A&A: City rules complaintant names are always withheld

Q: I have requested the name of a complainant against me in a Building Code Enforcement case. There have been anonymous harassment events in my neighborhood that the complaint may be linked to. The agency declined to release the name, citing the 6255 catch-all provision in the city regulation that says the public interest clearly outweighs the release of complainant names in all cases (City of San Jose v. Superior Ct. 74 Cal.App.4th 1008). I believe such a blanket policy is inconsistent with Section 6255 because it doesn’t consider the facts of particular cases.

A. Given that 6255 requires an agency to “demonstrat[e] … that on the facts of the particular case the public interest served by not disclosing the record clearly outweighs the public interest served by disclosure of the record,” any kind of generalized policy that a particular type of request will always be denied under 6255 seems problematic, as you say.  See, e.g., American Civil Liberties Union Foundation v. Deukmejian, 32 Cal. 3d 440 (1982) (“Section 6255 … imposes on the California courts a duty …to weigh the benefits and costs of disclosure in each particular case.”).

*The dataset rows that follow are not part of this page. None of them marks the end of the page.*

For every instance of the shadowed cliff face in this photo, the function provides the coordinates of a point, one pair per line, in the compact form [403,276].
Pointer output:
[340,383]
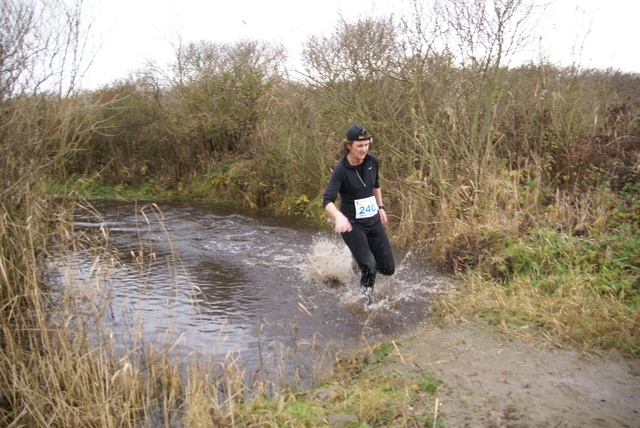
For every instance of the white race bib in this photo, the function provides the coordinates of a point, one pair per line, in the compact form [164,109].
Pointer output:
[366,207]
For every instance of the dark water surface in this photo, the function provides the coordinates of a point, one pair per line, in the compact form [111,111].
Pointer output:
[204,279]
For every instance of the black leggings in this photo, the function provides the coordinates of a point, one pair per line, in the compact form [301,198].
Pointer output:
[372,251]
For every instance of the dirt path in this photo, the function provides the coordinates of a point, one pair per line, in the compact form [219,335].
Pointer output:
[489,381]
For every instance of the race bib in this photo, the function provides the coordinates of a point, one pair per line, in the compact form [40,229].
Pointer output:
[366,207]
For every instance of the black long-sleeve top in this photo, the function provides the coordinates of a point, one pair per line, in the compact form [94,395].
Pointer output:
[353,183]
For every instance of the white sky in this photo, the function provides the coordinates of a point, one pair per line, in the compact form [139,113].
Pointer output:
[592,33]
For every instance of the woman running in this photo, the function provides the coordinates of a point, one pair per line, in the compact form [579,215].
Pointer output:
[361,219]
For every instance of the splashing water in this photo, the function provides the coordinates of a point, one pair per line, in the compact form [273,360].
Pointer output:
[329,262]
[330,267]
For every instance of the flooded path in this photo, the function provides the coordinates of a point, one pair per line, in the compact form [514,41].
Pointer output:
[205,279]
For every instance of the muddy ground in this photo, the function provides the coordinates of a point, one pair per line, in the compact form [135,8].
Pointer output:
[491,381]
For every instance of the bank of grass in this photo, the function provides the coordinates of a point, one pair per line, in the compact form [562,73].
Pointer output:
[571,285]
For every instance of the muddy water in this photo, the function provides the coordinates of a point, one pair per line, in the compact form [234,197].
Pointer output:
[204,279]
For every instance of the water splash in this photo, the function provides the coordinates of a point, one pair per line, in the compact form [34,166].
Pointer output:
[328,262]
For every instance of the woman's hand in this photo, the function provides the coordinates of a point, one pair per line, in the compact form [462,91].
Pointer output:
[342,224]
[383,217]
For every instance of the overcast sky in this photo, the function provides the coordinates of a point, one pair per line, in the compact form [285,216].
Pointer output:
[594,33]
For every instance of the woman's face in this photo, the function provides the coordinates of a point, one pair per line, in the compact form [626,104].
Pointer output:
[358,149]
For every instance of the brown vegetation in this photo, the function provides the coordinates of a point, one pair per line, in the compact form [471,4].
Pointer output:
[525,179]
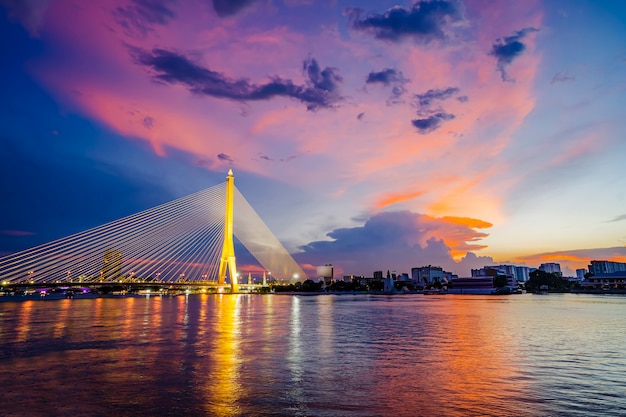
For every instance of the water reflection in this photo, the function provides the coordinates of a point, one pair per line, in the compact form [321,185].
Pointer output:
[222,386]
[240,355]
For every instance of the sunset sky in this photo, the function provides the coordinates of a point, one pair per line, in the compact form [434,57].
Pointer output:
[371,135]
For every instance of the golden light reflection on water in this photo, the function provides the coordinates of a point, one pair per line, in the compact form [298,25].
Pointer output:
[24,321]
[61,324]
[223,387]
[479,356]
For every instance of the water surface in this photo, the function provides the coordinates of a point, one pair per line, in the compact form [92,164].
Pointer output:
[329,355]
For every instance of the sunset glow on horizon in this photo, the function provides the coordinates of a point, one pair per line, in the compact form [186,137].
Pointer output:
[371,135]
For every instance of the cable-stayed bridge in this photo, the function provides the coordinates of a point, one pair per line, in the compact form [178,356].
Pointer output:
[188,240]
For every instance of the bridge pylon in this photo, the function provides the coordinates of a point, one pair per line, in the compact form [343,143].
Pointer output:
[228,249]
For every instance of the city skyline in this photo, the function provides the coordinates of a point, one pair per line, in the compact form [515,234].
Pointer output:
[368,135]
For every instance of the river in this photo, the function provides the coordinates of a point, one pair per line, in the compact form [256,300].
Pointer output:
[327,355]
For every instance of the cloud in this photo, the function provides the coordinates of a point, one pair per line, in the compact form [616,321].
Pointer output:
[561,77]
[425,21]
[432,117]
[319,91]
[141,15]
[618,218]
[225,157]
[505,50]
[225,8]
[397,240]
[431,123]
[426,98]
[268,158]
[387,77]
[394,198]
[325,80]
[29,13]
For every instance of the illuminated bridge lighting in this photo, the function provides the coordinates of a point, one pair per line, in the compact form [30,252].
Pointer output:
[182,240]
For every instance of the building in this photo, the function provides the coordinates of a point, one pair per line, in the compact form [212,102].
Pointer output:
[474,285]
[518,273]
[615,281]
[325,273]
[494,271]
[551,268]
[427,275]
[606,267]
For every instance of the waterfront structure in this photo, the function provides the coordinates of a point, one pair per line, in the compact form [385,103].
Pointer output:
[551,268]
[606,267]
[473,285]
[111,265]
[507,271]
[186,240]
[427,275]
[521,273]
[606,282]
[325,273]
[227,261]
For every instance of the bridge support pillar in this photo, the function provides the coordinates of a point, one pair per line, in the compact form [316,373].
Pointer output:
[228,249]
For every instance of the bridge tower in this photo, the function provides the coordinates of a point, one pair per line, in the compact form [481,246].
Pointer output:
[228,250]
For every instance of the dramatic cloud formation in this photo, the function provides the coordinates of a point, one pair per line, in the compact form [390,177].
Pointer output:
[140,15]
[431,123]
[387,77]
[225,8]
[423,22]
[427,98]
[171,67]
[399,241]
[432,118]
[505,50]
[225,157]
[29,12]
[561,77]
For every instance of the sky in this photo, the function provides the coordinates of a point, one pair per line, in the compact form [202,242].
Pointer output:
[371,135]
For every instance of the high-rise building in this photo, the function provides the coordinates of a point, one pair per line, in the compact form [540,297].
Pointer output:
[427,274]
[326,273]
[606,267]
[551,268]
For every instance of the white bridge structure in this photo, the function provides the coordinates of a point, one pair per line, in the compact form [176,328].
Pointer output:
[188,240]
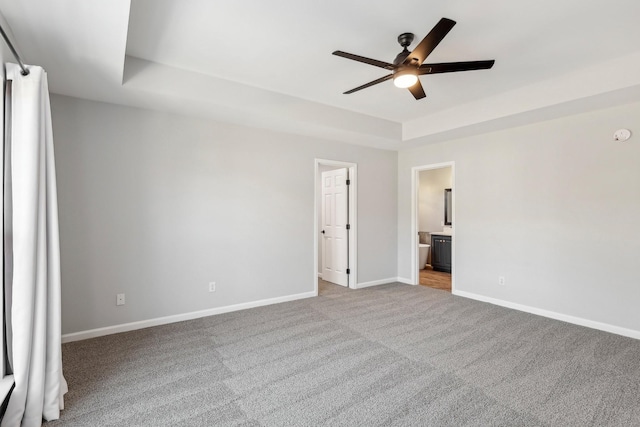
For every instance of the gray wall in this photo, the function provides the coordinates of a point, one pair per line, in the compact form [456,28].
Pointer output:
[554,207]
[156,206]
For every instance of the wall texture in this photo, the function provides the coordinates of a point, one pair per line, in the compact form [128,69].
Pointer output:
[554,207]
[156,206]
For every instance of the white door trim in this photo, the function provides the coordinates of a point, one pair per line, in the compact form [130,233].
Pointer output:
[415,184]
[353,219]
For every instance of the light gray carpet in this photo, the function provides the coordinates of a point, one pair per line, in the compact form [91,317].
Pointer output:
[392,355]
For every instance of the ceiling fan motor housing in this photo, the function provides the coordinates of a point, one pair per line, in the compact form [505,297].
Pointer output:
[405,39]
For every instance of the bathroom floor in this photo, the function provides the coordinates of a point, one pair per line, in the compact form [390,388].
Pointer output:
[435,279]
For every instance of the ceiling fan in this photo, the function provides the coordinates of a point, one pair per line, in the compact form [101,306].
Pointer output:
[409,65]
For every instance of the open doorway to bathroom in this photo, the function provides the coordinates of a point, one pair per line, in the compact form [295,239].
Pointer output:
[433,226]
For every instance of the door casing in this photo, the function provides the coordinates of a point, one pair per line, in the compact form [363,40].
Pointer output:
[353,219]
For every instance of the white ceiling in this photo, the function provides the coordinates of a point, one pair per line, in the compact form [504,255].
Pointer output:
[269,63]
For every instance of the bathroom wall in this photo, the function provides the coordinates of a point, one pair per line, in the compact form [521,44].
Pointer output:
[431,198]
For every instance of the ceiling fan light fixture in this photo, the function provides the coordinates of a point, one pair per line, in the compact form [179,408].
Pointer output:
[405,78]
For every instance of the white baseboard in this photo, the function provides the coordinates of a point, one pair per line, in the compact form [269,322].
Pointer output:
[404,280]
[553,315]
[125,327]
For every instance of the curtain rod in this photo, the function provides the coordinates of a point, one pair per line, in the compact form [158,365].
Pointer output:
[14,51]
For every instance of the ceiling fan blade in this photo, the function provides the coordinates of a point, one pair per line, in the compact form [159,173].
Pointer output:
[430,42]
[417,90]
[364,86]
[451,67]
[359,58]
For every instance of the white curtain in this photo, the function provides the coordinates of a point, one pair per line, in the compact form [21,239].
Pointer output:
[36,354]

Note, also, that while state or federal law can exempt an otherwise public record from disclosure, Govt. Code Section 6254(k), a local ordinance or regulation doesn’t have the same authority.  While a local regulation stating that there is or is not a public interest in disclosing or not disclosing a particular record might conceivably be considered in the 6255 analysis, it is hard to imagine how it could legitimately form the actual basis for the denial (either explicitly or because the 6255 began and ended with it).

Holme Roberts & Owen LLP is general counsel for the First Amendment Coalition and responds to First Amendment Coalition hotline inquiries. In responding to these inquiries, we can give general information regarding open government and speech issues but cannot provide specific legal advice or representation.